İnançlı bir işlemde, kazandırıcı işlemin tarafları ile borç doğuran anlaşmanın tarafları aynıdır.
İnançlı işlemde inanılan, hakkını kullanırken kararlaştırılan koşullara uymayı, amaç gerçekleşince veya süre dolunca hak veya nesneyi tekrar inanana (veya onun gösterdiği üçüncü kişiye) devretmeyi yüklenmektedir. İnançlı işlem, kazandırmayı yapan kişiye yani inanana belirli şartlar gerçekleşince, kazandırmanın iadesini isteme hakkı sağlayan bir sözleşmedir. Bu yükümlülüğün yerine getirilmemesi halinde bunun dava yoluyla hükmen yerine getirilmesi istenebilir.
İnanç sözleşmesi, 5.2.1947 tarihli ve 20/6 sayılı Yargıtay İçtihadı Birleştirme Kararı uyarınca ancak, yazılı delille kanıtlanabilir. Bu yazılı delil, tarafların getirecekleri ve onların imzalarını taşıyan bir belge olmalıdır.
Açıklanan nitelikte bir yazılı delil bulunmasa da, taraflar arasındaki uyuşmazlığın tümünü kanıtlamaya yeterli sayılmamakla beraber bunun vukuuna delalet edecek karşı tarafın elinden çıkmış (inanılan tarafından el ile yazılmış fakat imzalanmamış olan bir senet veya mektup, daktilo veya bilgisayarla yazılmış olmakla birlikte inanılanın parafını taşıyan belge, usulüne uygun onanmamış parmak izli veya mühürlü senetler gibi) “Delil başlangıcı” niteliğinde bir belge varsa 6100 Sayılı HMK’nin 202.maddesi uyarınca inanç sözleşmesi “Tanık” delili ile ispat edilebilir.
Yazılı delil veya “Delil başlangıcı” yoksa inanç sözleşmesinin ikrar (6100 Sayılı HMK m.188) yemin (6100 Sayılı HMK m.225 vd.) gibi kesin delillerle de ispat edilmesi olanaklıdır. Davacının yemin deliline dayanması halinde hakimin davacıya bu hakkını hatırlatması gerekir. (Yargıtay Hukuk Genel Kurulunun 09.12.2015 tarihli, 2014/14-516 E. 2015/2838 K. sayılı kararı da bu doğrultudadır.)
1086 sayılı HUMK 435/1. maddesinde; “Yargıtay, tarafların ileri sürdükleri temyiz sebeplerine bağlı olmayıp, kanunun açık hükmüne aykırı gördüğü diğer hususları da inceleyebilir.” düzenlemesine yer verilmiştir.

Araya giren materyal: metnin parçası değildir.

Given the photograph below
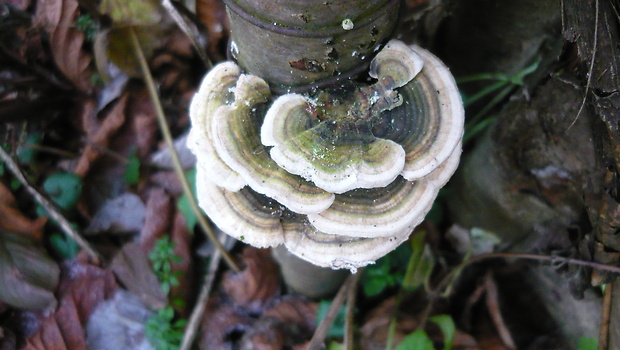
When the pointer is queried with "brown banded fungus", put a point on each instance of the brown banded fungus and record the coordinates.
(340, 176)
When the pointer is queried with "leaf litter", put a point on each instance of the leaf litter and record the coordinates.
(80, 304)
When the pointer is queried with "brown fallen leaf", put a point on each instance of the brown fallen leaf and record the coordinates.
(98, 133)
(222, 325)
(82, 288)
(375, 329)
(11, 219)
(58, 17)
(158, 218)
(28, 276)
(257, 284)
(290, 322)
(132, 267)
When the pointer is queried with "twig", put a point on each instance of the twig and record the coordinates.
(64, 224)
(159, 111)
(201, 303)
(603, 335)
(349, 338)
(318, 338)
(590, 71)
(190, 31)
(494, 311)
(447, 280)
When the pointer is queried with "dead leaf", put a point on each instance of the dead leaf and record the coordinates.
(257, 284)
(11, 219)
(121, 215)
(28, 276)
(289, 322)
(118, 324)
(157, 220)
(82, 288)
(98, 133)
(58, 17)
(222, 325)
(132, 267)
(147, 21)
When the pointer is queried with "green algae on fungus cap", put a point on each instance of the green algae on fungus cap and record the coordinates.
(246, 215)
(235, 130)
(340, 178)
(407, 123)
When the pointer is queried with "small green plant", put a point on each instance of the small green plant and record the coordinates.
(163, 332)
(161, 329)
(183, 202)
(86, 24)
(162, 256)
(501, 87)
(389, 271)
(419, 340)
(337, 328)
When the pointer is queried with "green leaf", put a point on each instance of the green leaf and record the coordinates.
(448, 329)
(183, 203)
(132, 169)
(64, 246)
(337, 329)
(420, 265)
(335, 346)
(417, 340)
(26, 154)
(64, 189)
(587, 343)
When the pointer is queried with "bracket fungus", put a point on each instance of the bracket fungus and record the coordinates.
(340, 176)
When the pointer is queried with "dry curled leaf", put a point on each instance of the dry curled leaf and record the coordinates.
(158, 218)
(99, 133)
(118, 324)
(82, 288)
(289, 322)
(58, 18)
(28, 276)
(257, 284)
(220, 325)
(133, 269)
(11, 219)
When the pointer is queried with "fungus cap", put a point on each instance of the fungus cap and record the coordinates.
(339, 184)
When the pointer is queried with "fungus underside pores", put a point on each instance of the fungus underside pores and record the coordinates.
(341, 176)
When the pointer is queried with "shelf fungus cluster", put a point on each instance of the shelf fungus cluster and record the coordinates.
(339, 176)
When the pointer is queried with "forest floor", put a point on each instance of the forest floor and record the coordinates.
(92, 147)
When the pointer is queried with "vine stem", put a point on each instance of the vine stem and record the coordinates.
(54, 213)
(201, 304)
(159, 111)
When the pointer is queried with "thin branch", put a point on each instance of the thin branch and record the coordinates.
(159, 111)
(51, 208)
(590, 71)
(495, 312)
(447, 280)
(603, 335)
(349, 336)
(190, 31)
(201, 303)
(318, 338)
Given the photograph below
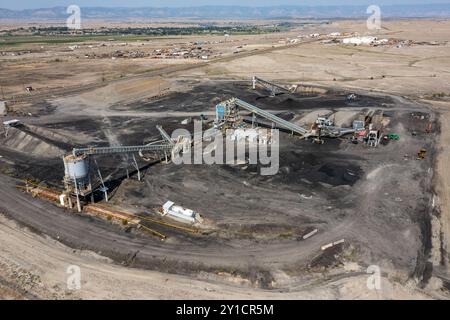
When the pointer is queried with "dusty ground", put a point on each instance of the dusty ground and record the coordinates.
(343, 190)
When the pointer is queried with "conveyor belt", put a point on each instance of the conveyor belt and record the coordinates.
(277, 120)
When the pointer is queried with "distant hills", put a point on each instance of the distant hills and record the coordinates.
(229, 12)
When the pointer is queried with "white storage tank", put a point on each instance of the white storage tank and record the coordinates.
(76, 167)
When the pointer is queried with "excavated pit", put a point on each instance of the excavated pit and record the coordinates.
(376, 199)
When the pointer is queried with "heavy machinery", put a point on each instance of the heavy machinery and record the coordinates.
(272, 87)
(77, 165)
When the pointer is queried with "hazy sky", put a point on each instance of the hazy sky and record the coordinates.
(30, 4)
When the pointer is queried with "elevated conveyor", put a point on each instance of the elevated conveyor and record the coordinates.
(269, 116)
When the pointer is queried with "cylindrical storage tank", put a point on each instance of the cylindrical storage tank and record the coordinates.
(76, 167)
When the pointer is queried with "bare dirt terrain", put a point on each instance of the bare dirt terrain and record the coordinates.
(390, 208)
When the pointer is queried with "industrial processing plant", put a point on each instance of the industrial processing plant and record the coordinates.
(231, 157)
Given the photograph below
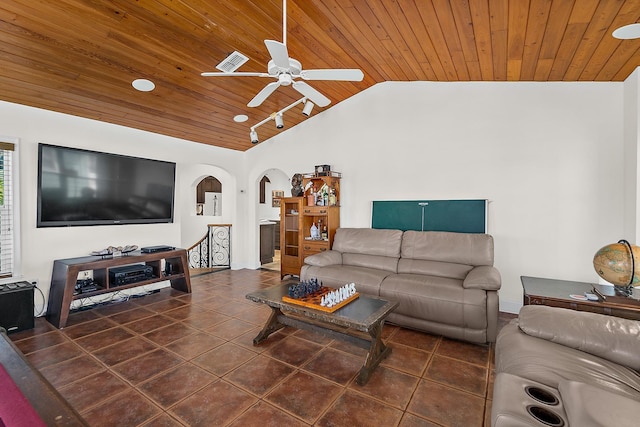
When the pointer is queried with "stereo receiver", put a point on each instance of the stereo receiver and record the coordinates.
(119, 276)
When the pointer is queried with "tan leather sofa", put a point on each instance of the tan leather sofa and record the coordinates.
(445, 283)
(569, 368)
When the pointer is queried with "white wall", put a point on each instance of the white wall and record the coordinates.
(41, 246)
(631, 153)
(548, 156)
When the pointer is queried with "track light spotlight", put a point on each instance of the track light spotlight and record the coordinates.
(308, 106)
(279, 121)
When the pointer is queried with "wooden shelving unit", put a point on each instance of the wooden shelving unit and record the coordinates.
(65, 275)
(296, 218)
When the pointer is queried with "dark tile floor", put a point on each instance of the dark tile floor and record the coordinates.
(175, 359)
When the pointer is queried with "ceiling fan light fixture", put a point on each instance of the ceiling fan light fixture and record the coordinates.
(627, 32)
(308, 106)
(232, 62)
(279, 121)
(143, 85)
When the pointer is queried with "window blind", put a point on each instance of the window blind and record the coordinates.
(6, 209)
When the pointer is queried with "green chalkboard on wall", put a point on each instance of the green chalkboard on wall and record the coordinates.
(462, 216)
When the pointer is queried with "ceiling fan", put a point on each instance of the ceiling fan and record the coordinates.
(286, 70)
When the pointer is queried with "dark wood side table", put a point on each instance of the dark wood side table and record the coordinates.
(556, 293)
(52, 408)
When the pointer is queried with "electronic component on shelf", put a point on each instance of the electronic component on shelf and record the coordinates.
(119, 276)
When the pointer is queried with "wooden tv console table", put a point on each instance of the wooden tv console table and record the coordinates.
(65, 275)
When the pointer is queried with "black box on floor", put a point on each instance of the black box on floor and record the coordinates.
(16, 306)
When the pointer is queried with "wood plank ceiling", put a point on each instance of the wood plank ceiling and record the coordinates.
(80, 56)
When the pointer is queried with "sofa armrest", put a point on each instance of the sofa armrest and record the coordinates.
(483, 277)
(612, 338)
(324, 259)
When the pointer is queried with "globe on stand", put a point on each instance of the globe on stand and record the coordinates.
(619, 263)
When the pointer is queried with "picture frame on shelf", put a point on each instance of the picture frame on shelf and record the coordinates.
(276, 195)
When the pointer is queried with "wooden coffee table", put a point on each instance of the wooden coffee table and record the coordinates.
(359, 322)
(557, 293)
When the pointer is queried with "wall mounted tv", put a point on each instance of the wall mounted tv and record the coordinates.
(81, 187)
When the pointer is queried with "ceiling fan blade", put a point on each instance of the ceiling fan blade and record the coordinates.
(263, 94)
(346, 74)
(312, 94)
(234, 74)
(278, 52)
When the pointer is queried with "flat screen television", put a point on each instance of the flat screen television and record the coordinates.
(80, 187)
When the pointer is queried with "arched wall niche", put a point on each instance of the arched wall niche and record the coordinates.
(209, 197)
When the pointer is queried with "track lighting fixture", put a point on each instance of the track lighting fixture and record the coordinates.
(279, 121)
(308, 106)
(278, 117)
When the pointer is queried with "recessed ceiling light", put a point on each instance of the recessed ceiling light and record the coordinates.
(143, 85)
(631, 31)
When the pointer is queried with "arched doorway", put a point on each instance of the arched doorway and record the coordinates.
(273, 186)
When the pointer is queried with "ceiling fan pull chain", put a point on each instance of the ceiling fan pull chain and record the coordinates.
(284, 22)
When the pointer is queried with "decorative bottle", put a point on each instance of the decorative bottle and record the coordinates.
(332, 197)
(314, 231)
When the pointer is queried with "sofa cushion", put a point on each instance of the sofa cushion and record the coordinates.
(384, 263)
(549, 363)
(367, 280)
(483, 277)
(587, 405)
(459, 248)
(436, 299)
(613, 338)
(368, 241)
(322, 259)
(433, 268)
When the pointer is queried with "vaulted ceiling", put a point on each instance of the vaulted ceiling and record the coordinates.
(80, 56)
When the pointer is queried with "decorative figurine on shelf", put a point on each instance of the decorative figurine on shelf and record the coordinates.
(296, 185)
(315, 233)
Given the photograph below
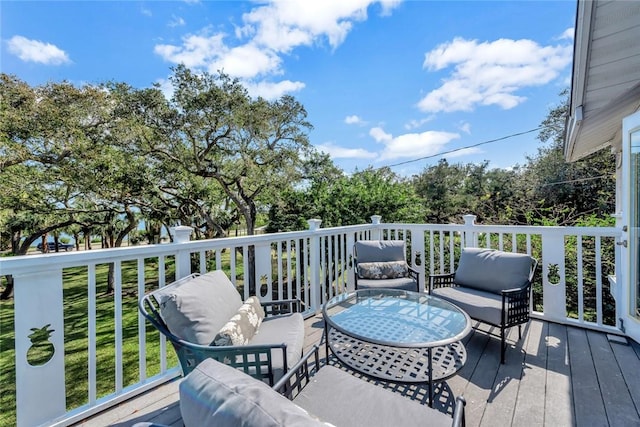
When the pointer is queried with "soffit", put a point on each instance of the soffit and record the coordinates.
(606, 75)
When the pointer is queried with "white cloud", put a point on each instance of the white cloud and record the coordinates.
(284, 25)
(491, 73)
(269, 31)
(197, 50)
(380, 135)
(337, 152)
(246, 62)
(414, 124)
(37, 51)
(568, 34)
(271, 91)
(463, 152)
(353, 120)
(176, 21)
(412, 145)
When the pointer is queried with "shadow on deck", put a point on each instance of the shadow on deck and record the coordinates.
(555, 375)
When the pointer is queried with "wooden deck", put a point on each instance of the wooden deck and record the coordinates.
(554, 376)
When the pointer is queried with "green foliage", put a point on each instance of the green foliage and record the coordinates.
(347, 200)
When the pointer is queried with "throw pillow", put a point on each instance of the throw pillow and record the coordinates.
(243, 325)
(383, 270)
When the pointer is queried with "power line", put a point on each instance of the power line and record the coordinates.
(577, 180)
(464, 148)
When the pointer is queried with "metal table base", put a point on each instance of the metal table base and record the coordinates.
(397, 364)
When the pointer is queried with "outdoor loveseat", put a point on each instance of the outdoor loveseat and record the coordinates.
(492, 286)
(383, 264)
(203, 316)
(217, 395)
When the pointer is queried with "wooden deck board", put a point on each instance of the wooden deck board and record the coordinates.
(628, 361)
(554, 376)
(619, 407)
(558, 401)
(586, 389)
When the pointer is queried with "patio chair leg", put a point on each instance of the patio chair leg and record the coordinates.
(519, 332)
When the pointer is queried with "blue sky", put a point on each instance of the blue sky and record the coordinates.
(383, 82)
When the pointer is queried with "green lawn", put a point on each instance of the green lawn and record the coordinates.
(76, 336)
(75, 290)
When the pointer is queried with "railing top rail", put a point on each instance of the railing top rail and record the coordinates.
(12, 265)
(70, 259)
(520, 229)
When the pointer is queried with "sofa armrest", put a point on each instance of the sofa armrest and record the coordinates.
(254, 360)
(441, 280)
(273, 308)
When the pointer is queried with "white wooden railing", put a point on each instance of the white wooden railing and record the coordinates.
(311, 265)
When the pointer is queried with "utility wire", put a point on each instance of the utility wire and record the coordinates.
(464, 148)
(577, 180)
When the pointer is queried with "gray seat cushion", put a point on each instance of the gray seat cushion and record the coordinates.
(217, 395)
(341, 399)
(406, 283)
(197, 308)
(479, 305)
(380, 250)
(288, 329)
(492, 270)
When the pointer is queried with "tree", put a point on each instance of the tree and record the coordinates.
(212, 129)
(568, 191)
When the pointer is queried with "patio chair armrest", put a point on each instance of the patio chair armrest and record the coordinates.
(458, 412)
(441, 281)
(254, 360)
(286, 306)
(515, 292)
(298, 376)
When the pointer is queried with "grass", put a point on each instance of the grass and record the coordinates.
(75, 291)
(76, 306)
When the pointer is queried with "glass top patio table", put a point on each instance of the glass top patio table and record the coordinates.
(397, 318)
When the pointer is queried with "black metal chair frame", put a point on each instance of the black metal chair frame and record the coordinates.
(413, 273)
(255, 360)
(516, 304)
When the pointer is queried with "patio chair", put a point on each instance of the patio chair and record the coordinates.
(383, 264)
(492, 286)
(203, 316)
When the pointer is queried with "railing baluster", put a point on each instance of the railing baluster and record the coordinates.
(162, 280)
(117, 289)
(142, 342)
(580, 277)
(91, 321)
(598, 281)
(279, 263)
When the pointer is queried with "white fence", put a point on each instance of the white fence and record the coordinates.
(64, 295)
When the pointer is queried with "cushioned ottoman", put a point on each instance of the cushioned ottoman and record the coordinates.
(217, 395)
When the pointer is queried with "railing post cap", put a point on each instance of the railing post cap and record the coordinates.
(469, 219)
(181, 233)
(314, 224)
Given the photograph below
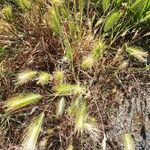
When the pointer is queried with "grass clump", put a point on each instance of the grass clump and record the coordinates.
(76, 70)
(32, 133)
(21, 100)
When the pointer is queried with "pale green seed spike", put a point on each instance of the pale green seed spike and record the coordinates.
(70, 147)
(68, 50)
(44, 78)
(81, 118)
(112, 20)
(87, 62)
(105, 5)
(33, 131)
(137, 53)
(58, 76)
(25, 76)
(7, 12)
(68, 89)
(60, 107)
(99, 47)
(74, 107)
(21, 101)
(128, 142)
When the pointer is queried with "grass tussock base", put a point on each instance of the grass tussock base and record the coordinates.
(68, 83)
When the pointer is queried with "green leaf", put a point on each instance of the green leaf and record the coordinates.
(112, 20)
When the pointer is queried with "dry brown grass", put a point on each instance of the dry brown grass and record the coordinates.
(116, 94)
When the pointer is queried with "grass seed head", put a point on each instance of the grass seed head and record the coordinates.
(68, 89)
(7, 12)
(33, 131)
(74, 107)
(137, 53)
(87, 62)
(58, 76)
(25, 76)
(57, 2)
(81, 118)
(21, 100)
(98, 49)
(60, 107)
(70, 147)
(44, 78)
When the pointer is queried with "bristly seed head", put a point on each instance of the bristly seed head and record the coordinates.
(137, 53)
(25, 76)
(44, 78)
(87, 62)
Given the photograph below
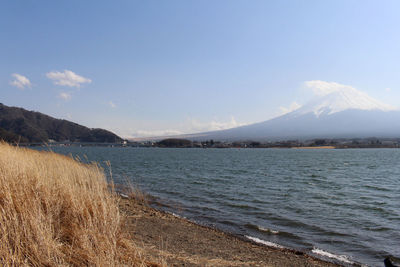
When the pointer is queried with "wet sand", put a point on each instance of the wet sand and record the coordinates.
(175, 241)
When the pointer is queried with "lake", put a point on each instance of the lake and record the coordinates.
(341, 204)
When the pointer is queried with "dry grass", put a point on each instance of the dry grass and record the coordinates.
(55, 211)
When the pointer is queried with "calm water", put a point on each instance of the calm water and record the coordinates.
(339, 203)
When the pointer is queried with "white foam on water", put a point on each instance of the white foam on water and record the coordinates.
(176, 215)
(324, 253)
(267, 243)
(267, 230)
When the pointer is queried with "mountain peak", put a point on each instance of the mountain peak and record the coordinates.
(340, 99)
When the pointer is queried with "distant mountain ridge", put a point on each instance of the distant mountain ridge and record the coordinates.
(343, 113)
(18, 124)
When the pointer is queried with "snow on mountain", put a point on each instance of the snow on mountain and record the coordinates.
(338, 111)
(340, 99)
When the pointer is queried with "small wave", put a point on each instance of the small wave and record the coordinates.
(342, 258)
(267, 243)
(263, 229)
(175, 215)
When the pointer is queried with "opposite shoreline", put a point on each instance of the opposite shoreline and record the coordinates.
(176, 241)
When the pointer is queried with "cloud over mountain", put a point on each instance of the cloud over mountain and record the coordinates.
(20, 81)
(67, 78)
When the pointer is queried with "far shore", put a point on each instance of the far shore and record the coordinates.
(314, 147)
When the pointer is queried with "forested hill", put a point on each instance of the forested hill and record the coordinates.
(18, 124)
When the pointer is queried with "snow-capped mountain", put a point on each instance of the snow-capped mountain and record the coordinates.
(341, 113)
(340, 100)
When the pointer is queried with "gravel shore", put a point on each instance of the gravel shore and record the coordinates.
(176, 241)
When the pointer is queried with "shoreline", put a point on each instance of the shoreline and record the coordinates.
(177, 241)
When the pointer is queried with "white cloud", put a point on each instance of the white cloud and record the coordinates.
(20, 81)
(65, 96)
(292, 107)
(194, 125)
(155, 133)
(112, 105)
(67, 78)
(190, 126)
(321, 88)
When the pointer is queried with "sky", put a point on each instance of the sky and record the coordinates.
(151, 68)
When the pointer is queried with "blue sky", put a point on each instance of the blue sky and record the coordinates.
(157, 67)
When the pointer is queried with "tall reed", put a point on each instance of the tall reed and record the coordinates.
(55, 211)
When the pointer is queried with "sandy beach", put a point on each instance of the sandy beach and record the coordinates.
(176, 241)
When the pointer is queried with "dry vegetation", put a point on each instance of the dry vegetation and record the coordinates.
(55, 211)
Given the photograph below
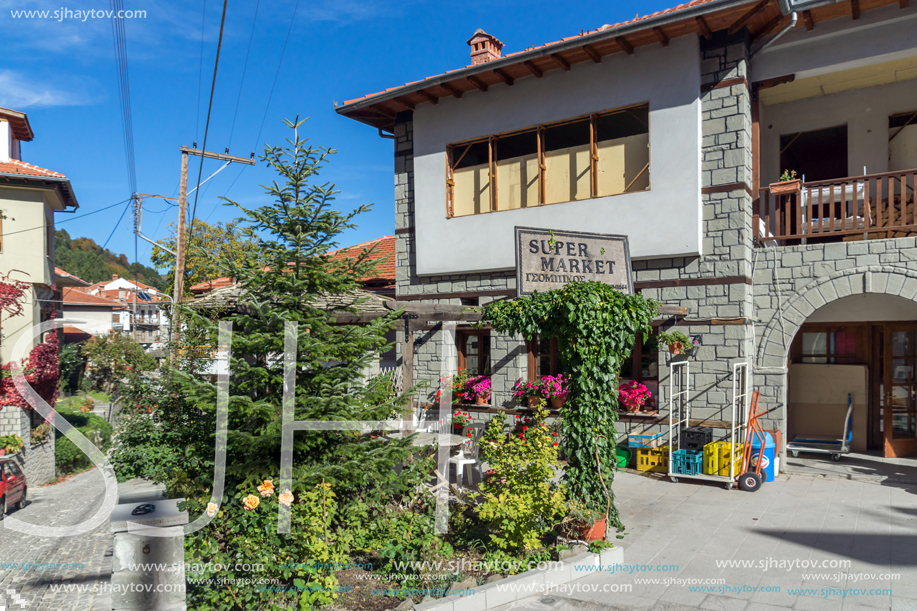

Somut olaya gelince; davacı taraf dava dilekçesinde yemin deliline dayandığından mahkemece davacı tarafa yemin teklifinde bulunup bulunmayacağı hatırlatılarak soncuna göre bir karar verilmesi gerekirken, bu durum dikkate alınmadan yazılı şekilde karar verilmesi doğru görülmemiş, açıklanan sebeple hükmün bozulması gerekmiştir.
SONUÇ: Yukarıda açıklanan nedenlerle hükmün BOZULMASINA, peşin yatırılan harcın yatırana iadesine, kararın tebliğinden itibaren 15 gün içinde karar düzeltme yolu açık olmak üzere, 08.12.2020 tarihinde oy birliği ile karar verildi.